[Note: This was originally posted on a blog for government leaders, November 1, 2009.]
Tuesday is another election day. It’s especially important to many local elected officials since so many local elections occur this year. As this election season comes to a close, there is that frustrating feeling among public leaders that many voters just don’t understand what the government does.
Sure, the obvious public services – for example, public safety and education – are known. But the full extent of government services is unknown to great numbers of those who benefit from those services.
What can be done about this? Some governments have taken ideas from non-fiction cable television channels, including two mainstays of the Discovery Channel – Dirty Jobs and Mythbusters.
With the low cost of video equipment, this is easy to do. There are even products now, like the Flip HD video cameras that are smaller than a cell phone, easy to use and quick to upload to the web.
Miami-Dade County has created a series of videos that show some of the “dirty jobs” that County workers do for the public on its “Inside County Jobs” television show. This started as one-minute video about training of firefighters and led to the realization that Miami-Dade could do more. See the first installment at http://www.youtube.com/watch?v=y7aivNoPsxg
So, following the model of Discovery’s “Dirty Jobs”, with its own host/participant, there is compelling footage of filling potholes, unplugging storm drains, fixing stop signs, lab testing, trash recycling and the other activities seen and unseen that residents often take for granted. Here’s another example — http://www.youtube.com/watch?v=aj7U1A_pq2s
The video is available both on the County website and on YouTube. In addition to its success with the public, the videos have had a positive effect on employees, who now take to their jobs with a greater sense of purpose and pride.
Westchester County, for example, had a volunteer team put together a movie in the style of a 1930s film noir detective story. During the course of his investigation, the “detective” interacted with all kinds of county workers. The County Executive played an abridged version of the movie in one of his “State of the County” speeches in an effort to educate the public about the variety of activities of county government.
Video isn’t the only tool.

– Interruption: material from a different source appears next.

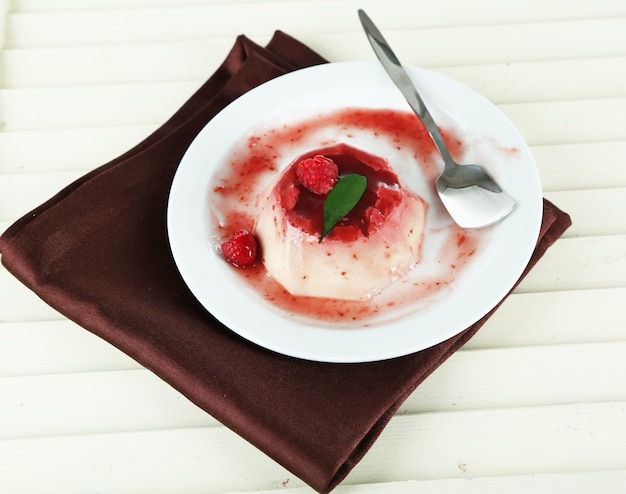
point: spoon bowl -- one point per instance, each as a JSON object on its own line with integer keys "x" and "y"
{"x": 472, "y": 198}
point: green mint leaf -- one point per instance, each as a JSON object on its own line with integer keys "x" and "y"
{"x": 342, "y": 199}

The leaders of Oakland County, Michigan, responded to the gaps in public knowledge by taking the “Mythbusters” title to attract attention, but presenting their material on the web. They tackled some of the toughest issues posing a question in True/False form and then busting the myth for the wrong answer.
So there is hope to engage a distracted public and upgrade their knowledge of what your government does, by using some of the inexpensive tools now available. Your creativity is the only limit.